Background
Catheter ablation for atrial fibrillation is an effective treatment; however, periesophageal vagal nerve injury is not rare and sometimes results in acute gastroparesis (AGP) after atrial fibrillation ablation (AFA). We sought to investigate the incidence and risk factors of AGP via preprocedural computed tomography (CT) analysis.
Methods
We retrospectively reviewed 422 patients who underwent index AFA at our center.
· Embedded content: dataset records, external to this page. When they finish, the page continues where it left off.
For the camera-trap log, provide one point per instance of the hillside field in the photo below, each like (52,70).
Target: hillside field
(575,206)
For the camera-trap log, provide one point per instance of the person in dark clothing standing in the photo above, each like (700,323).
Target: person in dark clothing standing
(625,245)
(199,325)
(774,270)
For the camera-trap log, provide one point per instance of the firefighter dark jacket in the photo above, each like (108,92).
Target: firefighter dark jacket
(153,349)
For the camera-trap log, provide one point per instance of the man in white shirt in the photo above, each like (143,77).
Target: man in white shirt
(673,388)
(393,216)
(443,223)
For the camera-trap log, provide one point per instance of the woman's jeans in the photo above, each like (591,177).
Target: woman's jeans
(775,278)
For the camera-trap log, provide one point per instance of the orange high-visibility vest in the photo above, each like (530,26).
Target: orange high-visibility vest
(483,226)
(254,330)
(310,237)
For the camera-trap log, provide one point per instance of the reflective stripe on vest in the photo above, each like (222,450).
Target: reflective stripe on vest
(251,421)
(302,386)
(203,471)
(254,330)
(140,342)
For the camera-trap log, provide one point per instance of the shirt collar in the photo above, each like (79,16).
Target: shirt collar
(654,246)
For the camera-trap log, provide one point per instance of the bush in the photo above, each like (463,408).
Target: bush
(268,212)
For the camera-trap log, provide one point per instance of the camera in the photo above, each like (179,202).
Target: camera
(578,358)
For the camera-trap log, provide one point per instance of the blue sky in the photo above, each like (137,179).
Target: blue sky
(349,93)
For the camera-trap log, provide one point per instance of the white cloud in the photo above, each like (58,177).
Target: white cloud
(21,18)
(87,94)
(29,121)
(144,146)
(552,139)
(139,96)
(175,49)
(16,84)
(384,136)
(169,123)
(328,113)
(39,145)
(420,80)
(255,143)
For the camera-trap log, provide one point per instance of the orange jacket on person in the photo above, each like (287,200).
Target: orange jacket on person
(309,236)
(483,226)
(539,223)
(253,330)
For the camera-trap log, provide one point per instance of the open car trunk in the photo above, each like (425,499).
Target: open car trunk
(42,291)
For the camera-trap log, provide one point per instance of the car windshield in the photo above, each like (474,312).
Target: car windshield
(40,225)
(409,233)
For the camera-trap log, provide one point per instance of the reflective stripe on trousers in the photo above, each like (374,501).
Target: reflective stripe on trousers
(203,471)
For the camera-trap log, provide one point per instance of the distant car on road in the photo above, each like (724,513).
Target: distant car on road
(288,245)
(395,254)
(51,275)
Using contrast‐enhanced CT performed before ablation, the anatomical characteristics of the esophagus were compared between patients with and without post‐ablation AGP. AGP was diagnosed by the presence of symptoms, fasting abdominal X‐ray radiography as a screening test, and additional abdominal imaging.
Results
Of the 422 patients (age, 67 ± 11 years; male, 68.5%; cryoballoon, 63.7%), AGP developed in 14 (3.3%) patients, and six of 14 patients were asymptomatic. AGP resolved in all patients within 4 weeks without invasive treatment. In the AGP group, the esophagus was frequently located on the vertebra (middle‐positioned esophagus) (AGP vs non‐AGP, 42.9% vs 11.5%; P = .01), and additional posterior wall ablation was frequently performed (50.0% vs 14.5%; P = .02). In the multivariate analysis, middle‐positioned esophagus (P = .02; odds ratio, 9.0; 95% confidence interval [CI], 1.5‐53.3) and additional posterior wall ablation (P = .01; odds ratio, 7.6; 95% CI, 1.5‐42.1) were independent predictors of AGP.
Conclusions
Anatomical evaluation of the esophagus using CT may be simple and useful for predicting AGP after AFA. High‐risk patients who have middle‐positioned esophagus or who underwent excessive posterior wall ablation should be followed up closely.